Towards an open source model for data and metadata standards#
April 8th-9th, 2024, National Science Foundation, Alexandria Virginia
Recent progress in machine learning and artificial intelligence promises to advance research and understanding across a wide range of fields and activities. In tandem, an increased awareness of the importance of open data for reproducibility and scientific transparency is making inroads in fields that have not traditionally produced large publicly available datasets. Data sharing requirements from publishers and funders, as well as from other stakeholders, have also created pressure to make datasets with research and/or public interest value available through digital repositories. However, to make the best use of existing data, and facilitate the creation of useful future datasets, robust, interoperable and usable standards need to evolve and adapt over time. The open-source development model provides significant potential benefits to the process of standard creation and adaptation. In particular, development and adaptation of standards can use long-standing socio-technical processes that have been key to managing the development of software, and allow incorporating broad community input into the formulation of these standards. By adhering to open-source standards to formal descriptions (e.g., by implementing schemata for standard specification, and/or by implementing automated standard validation), processes such as automated testing and continuous integration, which have been important in the development of open-source software, can be adopted in defining data and metadata standards as well. Similarly, open-source governance provides a range of stakeholders a voice in the development of standards, potentially enabling use-cases and concerns that would not be taken into account in a top-down model of standards development. On the other hand, open-source models carry unique risks that need to be incorporated into the process. The goal of this workshop is to discuss specific examples where an open-source model for standards development has had significant impact on the practice within a field and other cases where this model has not worked in the past, and/or cases where this model is not a good fit.

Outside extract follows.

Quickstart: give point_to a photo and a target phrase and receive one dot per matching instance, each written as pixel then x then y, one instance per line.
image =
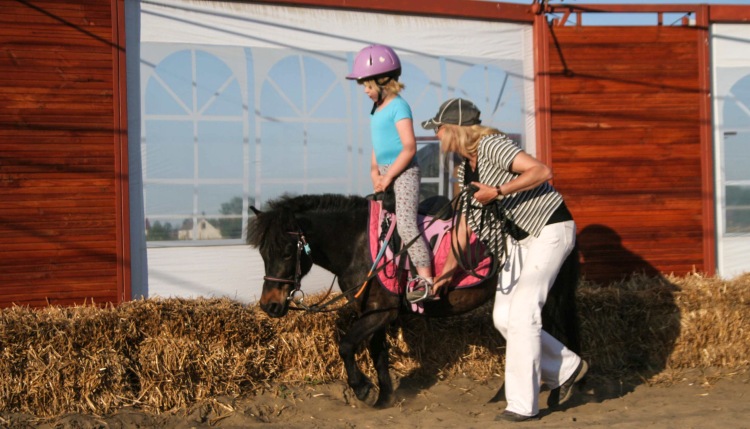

The workshop will convene attendees from a broad range of research disciplines and from various sectors (e.g., academic, government and industry) to a two-day workshop that will be held at the NSF headquarters. The meeting will include a mix of activities: plenary talks from experts in the field who can share their experience developing open-source data and metadata standards; breakout discussions on a variety of sub-topics (e.g., governance of data and metadata standards, strategies for evolving and adapting data and metadata standards, etc.); brainstorming sessions; and networking sessions. One of the goals of the workshop is to synthesize the discussions into a white paper that will summarize the state of the art and make concrete recommendations for the future evolution of robust, transparent and useful standards.